Presiden Joko Widodo menegur para gubernur dan menterinya yang lebih memilih belanja impor ketimbang mengonsumsi produk lokal beberapa hari lalu, dalam acara Afirmasi Bangga Produk Indonesia yang digelar di Bali. Presiden meyakini, bahwa tanpa mengimpor produk yang bisa dibuat di dalam negeri kemudian diikuti dengan memilih berbelanja produk dalam negeri, maka lapangan kerja akan terbuka lebar.
Bila kita ingat, bahwa kekhawatiran terhadap tingginya angka impor sebenarnya juga sempat diungkapkan Presiden tahun lalu tepatnya pada rapat Kementerian Perdagangan tahun 2021. Saat itu, Presiden memerintahkan agar menggemakan stop membeli produk luar negeri, bahkan menyarankan agar pusat perbelanjaan memberikan ruang bagi produk Indonesia khususnya UMKM agar tidak diisi dengan merek-merek dari luar negeri.
Bicara tentang berhenti membeli produk luar negeri, berarti kita harus bisa menyediakan produk substitusi yang diproduksi di dalam negeri atau disebut juga dengan substitusi impor. Untuk bisa menghasilkan produk substitusi impor, berarti kita harus memperkuat sektor manufaktur nasional, yang sayangnya (menurut saya) selama ini belum berhasil.

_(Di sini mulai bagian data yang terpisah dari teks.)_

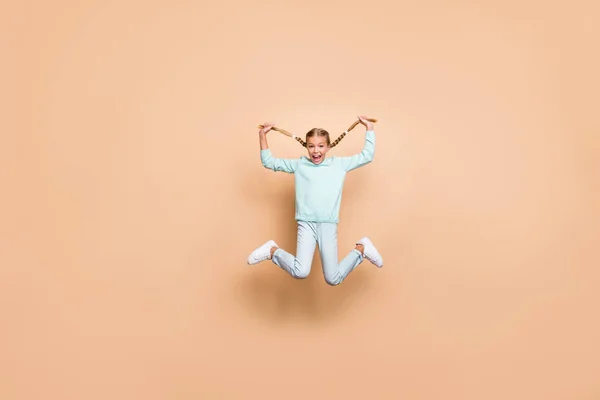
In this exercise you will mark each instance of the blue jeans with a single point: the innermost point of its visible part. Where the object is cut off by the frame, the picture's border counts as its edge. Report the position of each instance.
(325, 235)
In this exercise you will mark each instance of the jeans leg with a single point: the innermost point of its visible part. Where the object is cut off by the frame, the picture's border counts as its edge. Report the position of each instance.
(299, 266)
(335, 272)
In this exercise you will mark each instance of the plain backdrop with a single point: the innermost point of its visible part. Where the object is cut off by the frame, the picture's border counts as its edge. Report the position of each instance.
(132, 194)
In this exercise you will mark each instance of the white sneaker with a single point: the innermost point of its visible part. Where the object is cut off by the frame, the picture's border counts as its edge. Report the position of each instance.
(261, 253)
(371, 252)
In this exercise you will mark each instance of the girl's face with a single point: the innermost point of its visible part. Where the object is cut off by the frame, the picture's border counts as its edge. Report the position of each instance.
(317, 148)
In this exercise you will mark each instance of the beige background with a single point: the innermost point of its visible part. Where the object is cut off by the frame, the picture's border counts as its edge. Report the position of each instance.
(132, 193)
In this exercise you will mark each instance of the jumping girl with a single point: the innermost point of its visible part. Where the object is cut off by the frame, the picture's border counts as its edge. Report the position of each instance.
(319, 182)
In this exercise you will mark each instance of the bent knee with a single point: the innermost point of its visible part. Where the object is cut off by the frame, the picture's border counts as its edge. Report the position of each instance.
(301, 272)
(333, 280)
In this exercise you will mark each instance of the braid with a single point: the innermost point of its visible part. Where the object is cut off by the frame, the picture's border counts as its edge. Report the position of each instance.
(333, 144)
(336, 141)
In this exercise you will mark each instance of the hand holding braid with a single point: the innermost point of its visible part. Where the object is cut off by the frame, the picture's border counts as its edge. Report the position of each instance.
(367, 122)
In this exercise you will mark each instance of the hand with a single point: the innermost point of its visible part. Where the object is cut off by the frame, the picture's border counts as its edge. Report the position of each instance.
(363, 120)
(266, 127)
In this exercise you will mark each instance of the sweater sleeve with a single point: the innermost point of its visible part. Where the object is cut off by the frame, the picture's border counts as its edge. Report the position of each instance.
(364, 157)
(277, 164)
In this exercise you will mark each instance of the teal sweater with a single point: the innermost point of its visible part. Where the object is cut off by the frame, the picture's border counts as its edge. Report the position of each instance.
(319, 186)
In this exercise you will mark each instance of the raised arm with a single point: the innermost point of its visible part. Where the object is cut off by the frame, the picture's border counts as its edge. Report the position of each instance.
(368, 151)
(267, 159)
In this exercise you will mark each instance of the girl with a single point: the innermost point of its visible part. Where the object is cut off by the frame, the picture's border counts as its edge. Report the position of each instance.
(319, 182)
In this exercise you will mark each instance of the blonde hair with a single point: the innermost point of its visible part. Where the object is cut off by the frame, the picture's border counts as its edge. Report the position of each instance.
(319, 132)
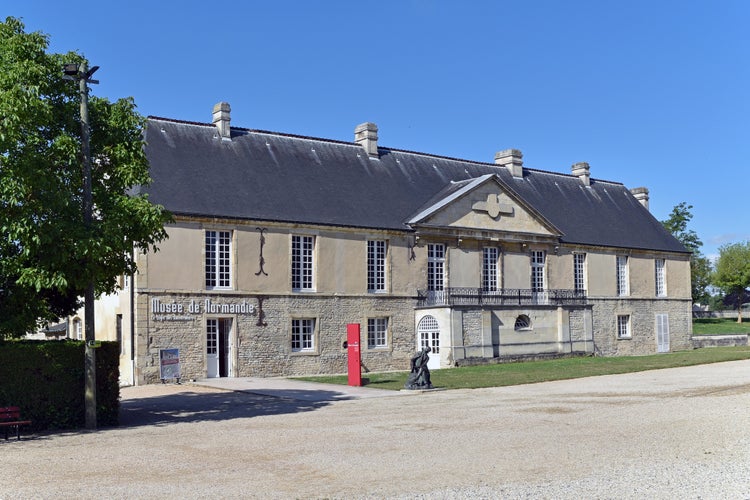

Mengapa strategi industrialisasi substitusi impor belum mencapai tujuan yang diinginkan? Menurut saya, hal ini tidak lepas dari kinerja dan arah perdagangan nasional. Fokus selama ini sepertinya lebih ditujukan untuk menghasilkan surplus perdagangan. Padahal arah perdagangan nasional seharusnya bisa dikaitkan dengan sistem perdagangan secara komprehensif. Kebijakan perdagangan nasional sebisa mungkin inline dengan sistem industrialisasi yang outward looking (berorientasi ekspor) dan sekaligus dapat mensubstitusi impor.
Industri yang outward looking adalah bagaimana industri dalam negeri menghasilkan produk untuk ekspor ke pasar dunia, sehingga meningkatkan peran pada rantai pasok global. Konsekuensinya memang cukup menantang, mengingat pemerintah harus berani mengurangi atau bahkan menghilangkan kebijakan tarif, kuota hingga hambatan perdagangan lainnya.
Cita-cita menuju industri yang outward oriented memang challenging, karena akan bertabrakan dengan upaya pemerintah mensubstitusi impor. Â Kebijakan substitusi impor, biasanya akan diikuti dengan kebijakan protektif lainnya seperti tarif, kuota impor, subsidi produksi dan (kadang-kadang) nilai tukar. Namun demikian, tahapan itu seharusnya hanya diterapkan sebatas periode tertentu karena sebagai stimulus kepada infant industry hingga sampai mereka mampu menghasilkan produk yang kompeten.
Sayangnya, kebijakan tersebut hingga kini belum mencapai tujuan yang diinginkan. Industri dalam negeri sepertinya mager dan menikmati posisinya sebagai pemasok kebutuhan nasional tanpa pesaing di pasar domestik. Kondisi ini bisa jadi dampak dari penerapan kebijakan protektif untuk melindungi produk dalam negeri, yang kualitas produknya belum maksimal atau bahkan lebih mahal. Alhasil, kita lupa atau bahkan abai untuk meningkatkan teknologi dan kualitas produk dalam negeri.
Kebijakan protektif tersebut memang seharusnya secara bertahap dikurangi, sehingga produsen dalam negeri mampu bersaing dengan produk luar negeri yang notabene lebih berkualitas dan lebih murah. Karena bila terus berlanjut akan muncul kekhawatiran, dimana pemerintah tidak punya pilihan selain melanjutkan kebijakan protektif tadi.
Well, instruksi mengurangi impor dan menggunakan produk dalam negeri sepertinya sangat menantang dan sulit Bapak Presiden. But again, it is never wrong to do the right thing (Mark Twain).